第17章 小さなきっかけ、大きな始まり*灰崎*


今日がいよいよ最後の日。

あれから彼は口調の乱暴さはあっても、意外にもしっかり練習に付き合ってくれた。

「お前がチクったら面倒だから。」とか言ってたけど。

日も段々と暮れ始め、刻々とタイムリミットが近付く。

何故だか少し寂しいな、と思ってしまう。

「灰崎くん、結局今日までシュート決められなくてごめんなさい。」

結局今日この時まで、私の放つボールはゴールに嫌われていた。

「あ?何でお前が謝んだよ。」

「だって、折角時間作ってもらったのに…全然結果出てないもん。」

きっかけはどうであれ、彼の教えを無駄にしてしまったのは申し訳なかった。

「別に。まぁ…最初に比べれば少しはマシになったんじゃね?」

最後の最後で贈ってくれた誉め言葉。

それが何故だかとても嬉しくて、私はもう一度ボールを持って、ゴールと向かい合った。

「最後にもう一回だけやってみる。」

「…勝手にしろ。」

腕を組みフェンスにもたれかかる彼は、気だるそうにしていても目はちゃんとこちらを向いている。

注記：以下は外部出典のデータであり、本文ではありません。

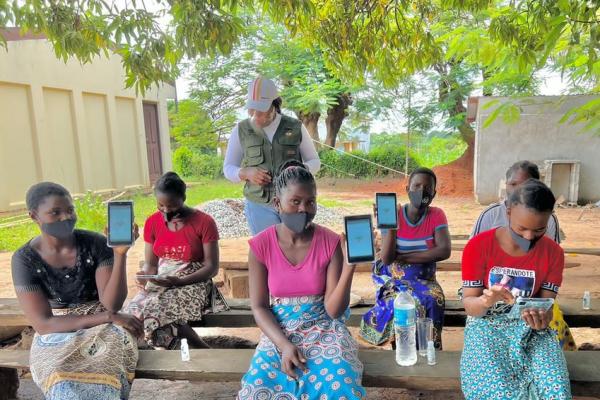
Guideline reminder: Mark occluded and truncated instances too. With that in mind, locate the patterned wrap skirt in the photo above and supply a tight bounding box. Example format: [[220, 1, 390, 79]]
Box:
[[360, 260, 446, 350], [126, 260, 229, 349], [30, 302, 138, 400], [460, 313, 571, 400], [238, 296, 365, 400]]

初めて彼のプレイを見た時のイメージを鮮明に頭に思い浮かべた。

練習中に彼が投げやりに浴びせたアドバイスを思い出す。

ボールを宙へと放つと、嘘みたいにゴールへ吸い込まれた。

「入った…。やった!灰崎くん、ありがとう!」

彼の方へ駆け寄ると、ぽんと手を頭に置いてくれた。

「ま、いいんじゃね?」

彼は人を嘲笑うような笑みではなくて、少し穏やかな目をして、口元を緩めていた。

なんだかじんわり胸が暖かくて、でも少し締め付けられるような感覚がした。

正直、この気持ちは何なのかわからない。

また明日から彼との繋がりは無くなってしまう。

だから、思ったことは全部伝えよう。

「灰崎くん、私この1週間楽しかった。バスケしてるところ、すごく格好よかった。…高校でまたバスケしなよ。」

「…わかってる、そんなの。」

出来るのなら、この言葉が彼の中に残ってほしい。

私の存在はちっぽけだけど、頭の片隅に置いていてほしい。

いつか、また私と彼が繋がれたら。